На ферме, в одноэтажном домике, сейчас же расположился Корнилов со штабом. Отсюда как на ладони виднелись прямые улицы Екатеринодара, белые высокие дома, палисадники, кладбище, Черноморский вокзал и впереди всей панорамы – длинные ряды окопов. Был яркий весенний ветреный день. Повсюду взлетали дымки выстрелов, и сияющий простор тяжело, надрывая душу, грохотал от непереставаемого рева пушек.

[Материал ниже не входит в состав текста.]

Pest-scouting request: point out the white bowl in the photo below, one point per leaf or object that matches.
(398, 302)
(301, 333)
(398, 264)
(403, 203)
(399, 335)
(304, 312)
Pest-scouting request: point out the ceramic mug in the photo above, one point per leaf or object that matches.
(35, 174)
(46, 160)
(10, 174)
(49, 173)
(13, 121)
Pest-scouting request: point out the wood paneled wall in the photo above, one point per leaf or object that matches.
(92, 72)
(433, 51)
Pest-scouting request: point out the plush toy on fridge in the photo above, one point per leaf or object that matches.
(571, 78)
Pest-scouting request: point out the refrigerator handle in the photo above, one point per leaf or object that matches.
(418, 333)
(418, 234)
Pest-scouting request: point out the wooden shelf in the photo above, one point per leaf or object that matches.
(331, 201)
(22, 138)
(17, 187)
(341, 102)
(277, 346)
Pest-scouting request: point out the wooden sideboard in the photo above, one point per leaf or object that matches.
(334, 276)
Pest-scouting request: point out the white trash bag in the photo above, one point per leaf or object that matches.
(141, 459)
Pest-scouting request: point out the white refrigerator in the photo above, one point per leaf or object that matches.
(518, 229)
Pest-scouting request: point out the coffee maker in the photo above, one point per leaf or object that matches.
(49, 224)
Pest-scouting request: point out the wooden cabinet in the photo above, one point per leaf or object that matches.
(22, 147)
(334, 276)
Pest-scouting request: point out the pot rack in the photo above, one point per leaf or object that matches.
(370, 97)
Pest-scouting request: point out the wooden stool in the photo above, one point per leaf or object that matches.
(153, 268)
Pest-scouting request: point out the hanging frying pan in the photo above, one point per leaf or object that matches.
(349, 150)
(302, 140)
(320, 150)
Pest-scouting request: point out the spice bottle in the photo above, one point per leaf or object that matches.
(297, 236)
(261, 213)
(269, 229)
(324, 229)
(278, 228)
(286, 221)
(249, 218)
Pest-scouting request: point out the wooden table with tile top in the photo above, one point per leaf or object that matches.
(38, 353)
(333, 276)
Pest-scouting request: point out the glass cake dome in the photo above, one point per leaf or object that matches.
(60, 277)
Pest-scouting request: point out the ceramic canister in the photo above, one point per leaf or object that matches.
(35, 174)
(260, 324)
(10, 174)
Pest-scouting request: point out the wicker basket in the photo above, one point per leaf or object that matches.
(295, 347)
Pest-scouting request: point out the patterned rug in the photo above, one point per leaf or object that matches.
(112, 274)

Ни красные, ни белые не щадили жизней в этот день.
В белом домике главнокомандующему Корнилову отвели угловую комнату, поставили полевые телефоны, стол и кресло. Он сейчас же вошел туда, сел за стол, разложил карту и погрузился в размышления над ходами затеянной игры. Два его адъютанта – подпоручик Долинский и хан Хаджиев – стояли – один у двери, другой у телефонов.
Калмыцкое, обтянуто-морщинистое лицо главнокомандующего, с полуседыми волосами ежиком, было мрачно, как никогда. Сухая маленькая рука с золотым перстнем безжизненно лежала на карте. Он один, вопреки советам Алексеева, Деникина и остальных генералов, решился на этот штурм, и теперь, к исходу первого дня, самоуверенность его поколебалась. Но он не сознался бы в этом и самому себе.
Допущены были две ошибки: первая – это то, что треть войск, с генералом Марковым, была оставлена на переправе для охраны обоза; поэтому первый удар по Екатеринодару оказался недостаточно сосредоточенным и не принес того, что ожидали: красные выдержали, уцепились за окопы и засели, видимо, прочно. Вторая ошибка заключалась в том, что к Екатеринодару была применена тактика карательной экспедиции, та же, что и раньше, в пути – к станицам: город обкладывался со всех сторон (на правом фланге – движением пехоты и пластунов вдоль реки к кожевенным заводам, на левом – глубоким обходом конницей Эрдели), с тем чтобы запереть все ходы и выходы и расправиться с защитниками города и с населением как с «бандитами» и «взбунтовавшимися хамами», – расстрелом, виселицей и шомполами. Такая тактика приводила к тому, что сопротивляющиеся решали – лучше умереть в бою, чем на виселицах. «Корнилов всех собрался погубить!» – кричали по городу. Женщины, девушки, дети, старый и малый бежали под пулями в окопы с кувшинами молока, с варениками и пирогами: «Кушайте, матросики, кушайте, солдатики, товарищи родные, постойте за нас…» И продолжали носить защитникам пищу и жестянки с патронами, хотя повсюду, особенно к вечеру, скакали верхоконные, крича: «Долой с улиц! По домам! Туши огни!..»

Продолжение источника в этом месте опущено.